(394e) Microwave-Assisted Synthesis and Characterization of Mesoporous Gallium Oxide

Gallium oxide-based catalysts are known to be active for oxidative dehydrogenation of light hydrocarbons, aromatization of light alkanes and selective catalytic reduction of NO_x by hydrocarbons in the presence of oxygen. Also, gallium oxide is a wide-band-gap semiconductor (Eg = 4.9 eV) that can be used not only as an oxygen gas sensor, but also as photocatalyst for water-splitting, nonoxidative coupling of methane and for the mineralization of gaseous benzene and its derivatives.

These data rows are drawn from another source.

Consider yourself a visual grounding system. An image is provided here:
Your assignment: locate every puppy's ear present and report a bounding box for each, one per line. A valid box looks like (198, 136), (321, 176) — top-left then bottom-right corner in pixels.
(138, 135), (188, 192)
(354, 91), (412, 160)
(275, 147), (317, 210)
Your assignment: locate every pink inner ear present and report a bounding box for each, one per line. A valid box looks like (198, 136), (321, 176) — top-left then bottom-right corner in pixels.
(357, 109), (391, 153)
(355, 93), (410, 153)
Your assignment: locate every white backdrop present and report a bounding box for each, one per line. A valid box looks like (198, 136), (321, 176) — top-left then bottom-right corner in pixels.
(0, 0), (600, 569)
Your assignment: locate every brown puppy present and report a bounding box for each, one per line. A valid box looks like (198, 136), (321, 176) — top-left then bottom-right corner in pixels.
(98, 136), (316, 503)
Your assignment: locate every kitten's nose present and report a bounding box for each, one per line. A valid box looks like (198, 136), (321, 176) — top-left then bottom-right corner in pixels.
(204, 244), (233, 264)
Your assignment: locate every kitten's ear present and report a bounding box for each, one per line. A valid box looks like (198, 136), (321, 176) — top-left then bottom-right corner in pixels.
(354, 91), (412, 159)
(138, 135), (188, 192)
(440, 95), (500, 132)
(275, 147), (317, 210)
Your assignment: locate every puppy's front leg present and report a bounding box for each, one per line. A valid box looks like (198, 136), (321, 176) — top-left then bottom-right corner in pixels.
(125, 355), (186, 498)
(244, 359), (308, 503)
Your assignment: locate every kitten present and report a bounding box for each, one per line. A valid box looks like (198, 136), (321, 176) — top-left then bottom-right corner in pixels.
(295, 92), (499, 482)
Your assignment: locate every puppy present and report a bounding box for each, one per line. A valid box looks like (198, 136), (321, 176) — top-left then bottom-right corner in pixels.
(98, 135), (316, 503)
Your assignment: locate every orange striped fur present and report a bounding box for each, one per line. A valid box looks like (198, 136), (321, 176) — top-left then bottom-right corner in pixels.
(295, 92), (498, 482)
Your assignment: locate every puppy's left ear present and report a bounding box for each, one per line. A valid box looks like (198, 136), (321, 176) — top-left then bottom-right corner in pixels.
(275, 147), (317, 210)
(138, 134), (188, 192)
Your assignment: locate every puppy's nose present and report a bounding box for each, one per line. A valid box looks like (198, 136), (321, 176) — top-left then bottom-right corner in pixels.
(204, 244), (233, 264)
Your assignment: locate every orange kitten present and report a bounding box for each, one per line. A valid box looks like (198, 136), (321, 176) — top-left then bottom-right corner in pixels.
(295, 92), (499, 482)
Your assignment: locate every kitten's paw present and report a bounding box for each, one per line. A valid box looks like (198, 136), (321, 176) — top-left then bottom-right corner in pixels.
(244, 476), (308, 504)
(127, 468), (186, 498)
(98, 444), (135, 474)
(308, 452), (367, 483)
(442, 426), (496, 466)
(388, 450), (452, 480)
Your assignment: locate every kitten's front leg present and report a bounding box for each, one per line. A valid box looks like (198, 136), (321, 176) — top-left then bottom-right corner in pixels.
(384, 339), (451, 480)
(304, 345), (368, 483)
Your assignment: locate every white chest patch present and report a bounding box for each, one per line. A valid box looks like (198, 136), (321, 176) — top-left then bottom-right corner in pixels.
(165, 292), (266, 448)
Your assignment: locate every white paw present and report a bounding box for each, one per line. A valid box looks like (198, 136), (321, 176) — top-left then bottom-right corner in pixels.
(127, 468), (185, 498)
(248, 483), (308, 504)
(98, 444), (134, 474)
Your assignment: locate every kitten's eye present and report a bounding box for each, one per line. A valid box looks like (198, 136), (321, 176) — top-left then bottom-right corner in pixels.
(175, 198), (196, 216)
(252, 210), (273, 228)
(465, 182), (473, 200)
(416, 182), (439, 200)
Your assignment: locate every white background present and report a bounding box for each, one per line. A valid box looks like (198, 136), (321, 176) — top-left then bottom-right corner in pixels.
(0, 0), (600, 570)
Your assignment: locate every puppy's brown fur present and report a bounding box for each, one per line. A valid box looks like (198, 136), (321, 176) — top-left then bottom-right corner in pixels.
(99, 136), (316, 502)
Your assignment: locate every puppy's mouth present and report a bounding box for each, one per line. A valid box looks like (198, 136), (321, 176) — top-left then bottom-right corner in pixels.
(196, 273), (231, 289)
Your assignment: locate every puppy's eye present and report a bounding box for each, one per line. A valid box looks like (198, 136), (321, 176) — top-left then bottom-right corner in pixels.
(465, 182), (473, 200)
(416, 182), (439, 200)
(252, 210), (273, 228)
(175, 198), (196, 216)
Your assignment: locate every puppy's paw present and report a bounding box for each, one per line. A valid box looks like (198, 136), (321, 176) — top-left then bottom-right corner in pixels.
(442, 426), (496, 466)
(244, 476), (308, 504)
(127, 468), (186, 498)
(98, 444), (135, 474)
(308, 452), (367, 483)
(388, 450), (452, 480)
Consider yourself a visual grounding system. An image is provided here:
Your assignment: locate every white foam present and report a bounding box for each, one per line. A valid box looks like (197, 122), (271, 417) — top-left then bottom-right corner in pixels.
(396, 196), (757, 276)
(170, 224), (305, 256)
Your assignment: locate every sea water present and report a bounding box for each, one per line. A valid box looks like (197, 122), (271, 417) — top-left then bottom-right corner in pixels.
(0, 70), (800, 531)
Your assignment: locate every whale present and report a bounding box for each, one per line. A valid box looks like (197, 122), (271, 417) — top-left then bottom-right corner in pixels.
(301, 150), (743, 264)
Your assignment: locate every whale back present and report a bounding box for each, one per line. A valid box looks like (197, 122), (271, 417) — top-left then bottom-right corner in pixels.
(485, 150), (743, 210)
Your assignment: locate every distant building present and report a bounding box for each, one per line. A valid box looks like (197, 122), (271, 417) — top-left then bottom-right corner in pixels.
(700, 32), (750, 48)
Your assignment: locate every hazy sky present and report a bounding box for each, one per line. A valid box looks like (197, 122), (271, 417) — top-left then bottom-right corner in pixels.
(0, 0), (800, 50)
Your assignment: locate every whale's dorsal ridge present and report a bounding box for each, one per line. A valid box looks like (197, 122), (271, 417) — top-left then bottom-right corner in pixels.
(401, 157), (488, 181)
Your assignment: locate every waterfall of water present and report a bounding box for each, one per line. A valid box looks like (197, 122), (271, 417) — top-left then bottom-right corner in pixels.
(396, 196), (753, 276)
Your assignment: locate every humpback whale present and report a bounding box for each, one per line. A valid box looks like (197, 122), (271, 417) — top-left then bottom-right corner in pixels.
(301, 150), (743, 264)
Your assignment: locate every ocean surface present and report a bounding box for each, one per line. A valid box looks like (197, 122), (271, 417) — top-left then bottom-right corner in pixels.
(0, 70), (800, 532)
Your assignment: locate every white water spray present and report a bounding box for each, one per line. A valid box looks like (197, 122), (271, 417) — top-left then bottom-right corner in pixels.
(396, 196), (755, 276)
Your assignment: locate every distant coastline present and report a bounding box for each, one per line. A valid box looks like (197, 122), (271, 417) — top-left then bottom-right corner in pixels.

Gallium oxide has been synthesized by various conventional techniques such as thermal decomposition, homogeneous precipitation and surface layer adsorption. However these methods are time consuming and require relatively high reaction temperatures. Herein, we report the synthesis of mesoporous gallium oxide phases with uniform size via microwave-assisted heating of inorganic precursors and structure directing agents. Microwave heating offer several advantages over conventional heating approaches such as fast crystallization, phase selectivity, narrow particle size distribution, morphology and size control and rapid and uniform heating. Microwave-assisted approach led to the formation of nanocrystalline mesoporous gallium oxide phases at low reaction temperature (130˚C) and short reaction times (~15-120 min). The mesostructured gallium oxide displayed cubic spinel type structure with unimodal pore size distribution in the 6-12 nm range and surface areas as high as 200 m²/g. The resultant mesophases were characterized by BET N₂ adsorption-desorption isotherms, XRD, SAXS, SEM, and TEM. These mesophases are attractive for catalytic applications due to its high surface areas, tunability of pore sizes and crystallinity.

Keywords: Microwave-assisted synthesis, Mesoporous gallium oxide, Nanocrystals.